This is especially problematic in relation to how we discuss reproductive freedom. Misogyny cannot be disentangled from a deep resentment of female reproduction (from a Judeo-Christian perspective what, after all, is Eve’s punishment?). The current drive towards de-gendering references to pregnancy and abortion thus strikes me as fundamentally anti-feminist. Anti-choicers do not seek to deny people abortions; they seek to deny women abortions. The needs of these women are dismissed not simply due to some abstract expectation of what people with wombs do, but due to an enormous matrix of highly gendered expectations. The gendering in this has to be acknowledged, otherwise how can it be challenged in any meaningful way? For the sake of both cis women and trans men it is important to identify the contested ground and to hone in on where the dehumanising impulses come from. This requires an understanding of intersectionality as contextualisation rather than a shifting of hierarchies, something which is essential if we are not to mask structures of oppression in a desperate attempt to be non-specific.

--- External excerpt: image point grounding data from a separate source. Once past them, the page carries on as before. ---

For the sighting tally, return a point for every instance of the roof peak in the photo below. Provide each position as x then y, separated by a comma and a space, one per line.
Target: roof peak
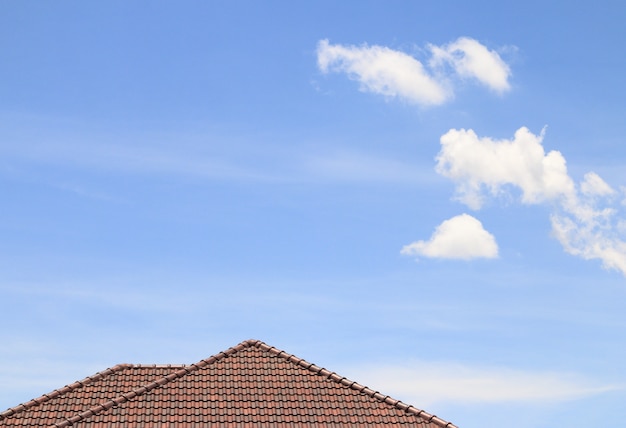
180, 371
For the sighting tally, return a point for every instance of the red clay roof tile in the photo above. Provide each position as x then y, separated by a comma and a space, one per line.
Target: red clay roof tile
249, 384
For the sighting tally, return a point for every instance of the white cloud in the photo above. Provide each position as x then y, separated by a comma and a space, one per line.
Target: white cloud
469, 58
476, 164
396, 74
584, 215
461, 237
427, 383
383, 71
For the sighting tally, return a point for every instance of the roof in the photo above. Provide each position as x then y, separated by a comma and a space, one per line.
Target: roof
251, 384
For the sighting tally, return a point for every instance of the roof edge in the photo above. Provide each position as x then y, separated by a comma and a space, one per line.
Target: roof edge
184, 370
57, 392
351, 384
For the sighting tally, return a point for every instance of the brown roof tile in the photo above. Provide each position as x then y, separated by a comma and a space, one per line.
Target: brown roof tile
249, 384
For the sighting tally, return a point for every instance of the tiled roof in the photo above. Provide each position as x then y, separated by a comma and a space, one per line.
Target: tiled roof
251, 384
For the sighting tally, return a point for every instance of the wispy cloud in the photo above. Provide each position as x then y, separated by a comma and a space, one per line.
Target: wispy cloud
395, 74
471, 59
461, 237
584, 215
427, 383
202, 157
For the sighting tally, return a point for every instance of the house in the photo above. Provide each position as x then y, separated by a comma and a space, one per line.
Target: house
251, 384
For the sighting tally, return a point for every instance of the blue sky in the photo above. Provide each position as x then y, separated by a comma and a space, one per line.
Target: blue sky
426, 197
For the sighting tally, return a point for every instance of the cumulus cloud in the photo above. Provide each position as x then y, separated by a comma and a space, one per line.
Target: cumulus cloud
584, 215
461, 237
471, 59
383, 71
392, 73
428, 383
483, 164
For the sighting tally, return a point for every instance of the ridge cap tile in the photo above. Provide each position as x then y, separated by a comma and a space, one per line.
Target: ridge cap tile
181, 371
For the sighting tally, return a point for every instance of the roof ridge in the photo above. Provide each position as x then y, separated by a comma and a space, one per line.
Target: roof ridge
60, 391
351, 384
184, 370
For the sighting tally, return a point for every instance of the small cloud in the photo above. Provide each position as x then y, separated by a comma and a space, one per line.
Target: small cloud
461, 237
395, 74
479, 164
382, 71
471, 59
584, 217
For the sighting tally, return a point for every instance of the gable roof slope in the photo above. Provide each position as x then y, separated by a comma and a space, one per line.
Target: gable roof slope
249, 384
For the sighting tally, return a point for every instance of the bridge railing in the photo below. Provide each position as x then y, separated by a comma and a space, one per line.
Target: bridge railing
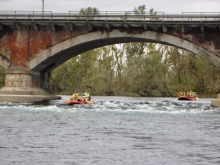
109, 16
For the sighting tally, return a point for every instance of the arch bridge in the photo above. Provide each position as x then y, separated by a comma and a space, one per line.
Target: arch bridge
34, 43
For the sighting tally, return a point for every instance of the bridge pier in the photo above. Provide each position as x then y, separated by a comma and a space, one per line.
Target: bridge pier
19, 87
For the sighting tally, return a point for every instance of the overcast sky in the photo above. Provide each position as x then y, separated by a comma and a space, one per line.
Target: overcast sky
64, 6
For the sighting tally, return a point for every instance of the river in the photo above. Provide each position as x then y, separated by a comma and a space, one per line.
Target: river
114, 130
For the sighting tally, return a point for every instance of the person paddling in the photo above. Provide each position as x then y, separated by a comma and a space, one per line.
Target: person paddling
86, 96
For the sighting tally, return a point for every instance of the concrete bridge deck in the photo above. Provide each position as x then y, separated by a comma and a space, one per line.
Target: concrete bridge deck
34, 43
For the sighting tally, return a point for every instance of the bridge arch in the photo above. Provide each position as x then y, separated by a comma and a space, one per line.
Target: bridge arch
56, 55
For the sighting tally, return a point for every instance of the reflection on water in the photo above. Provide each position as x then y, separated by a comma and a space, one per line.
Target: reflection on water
115, 130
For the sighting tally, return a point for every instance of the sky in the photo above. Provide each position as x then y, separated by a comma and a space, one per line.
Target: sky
64, 6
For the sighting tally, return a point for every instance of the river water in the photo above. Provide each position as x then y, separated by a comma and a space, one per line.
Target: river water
115, 130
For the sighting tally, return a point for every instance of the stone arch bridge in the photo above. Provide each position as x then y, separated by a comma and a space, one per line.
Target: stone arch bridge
32, 44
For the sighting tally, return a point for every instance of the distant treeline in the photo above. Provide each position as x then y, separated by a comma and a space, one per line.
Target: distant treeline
137, 69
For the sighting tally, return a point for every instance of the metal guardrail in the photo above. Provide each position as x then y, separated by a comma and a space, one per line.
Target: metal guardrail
109, 16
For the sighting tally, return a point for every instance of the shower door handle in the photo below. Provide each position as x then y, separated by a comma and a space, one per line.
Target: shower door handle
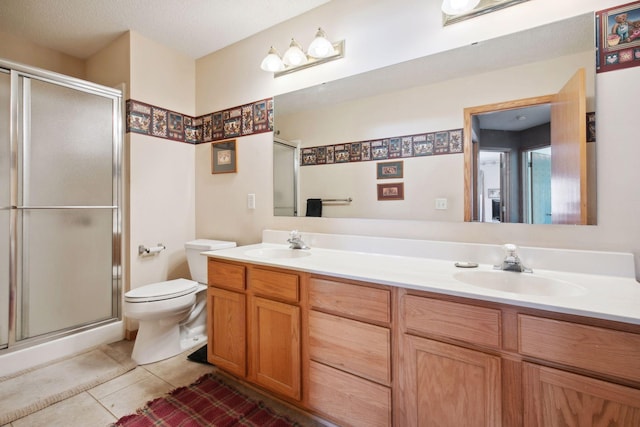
65, 207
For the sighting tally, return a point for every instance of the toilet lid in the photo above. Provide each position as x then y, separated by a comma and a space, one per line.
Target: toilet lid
161, 290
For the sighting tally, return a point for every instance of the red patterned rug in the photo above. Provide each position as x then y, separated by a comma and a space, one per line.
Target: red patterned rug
207, 402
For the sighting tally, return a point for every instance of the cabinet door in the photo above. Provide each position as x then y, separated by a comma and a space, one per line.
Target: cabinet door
557, 398
446, 385
227, 330
275, 346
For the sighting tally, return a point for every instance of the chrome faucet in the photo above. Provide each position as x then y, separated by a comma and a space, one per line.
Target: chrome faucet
296, 242
511, 261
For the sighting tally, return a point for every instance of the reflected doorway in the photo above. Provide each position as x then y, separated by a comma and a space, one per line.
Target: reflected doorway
285, 178
537, 186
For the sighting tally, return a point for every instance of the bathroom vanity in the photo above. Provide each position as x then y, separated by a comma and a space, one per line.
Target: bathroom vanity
365, 339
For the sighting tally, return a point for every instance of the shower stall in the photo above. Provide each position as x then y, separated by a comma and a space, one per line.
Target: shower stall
60, 207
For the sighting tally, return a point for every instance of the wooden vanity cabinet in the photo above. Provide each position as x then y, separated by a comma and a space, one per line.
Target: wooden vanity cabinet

Right now I see a huge amount of tension between trans activists and radical feminists. Calling for a truce is, I suspect, futile. As ever, the noisiest people tend to be the most unwilling to listen. There are few things more narrow-minded and repressive than deeming cis women to be “a waste of pussy” or in thinking it constitutes activism to misgender and doxx a trans woman. I think the people doing this know it. I also think – but I don’t know if I can be sure – that both “sides” are fearful of acknowledging how close they are to one another in pinpointing how dishonest the whole notion of binary gender is. It should be okay to find different routes to self-realisation in a patriarchal, gender obsessed culture. Nonetheless, we feel there is not enough space. We are greedy for one another’s words, eager to be more “real” than the other person. That we are all authentic, and all of us finding ways of dealing with the not-realness of gender, is something that gets lost.
And yet our bodies are real. Our experiences and modifications of them – and the meanings these have in the culture around us – cannot be wished away. They can only be engaged with, openly and honestly. Only then can we give ourselves the space to grow into whatever people we want to be – rich, diverse, nurturing our bodies and allowing our imaginations to soar.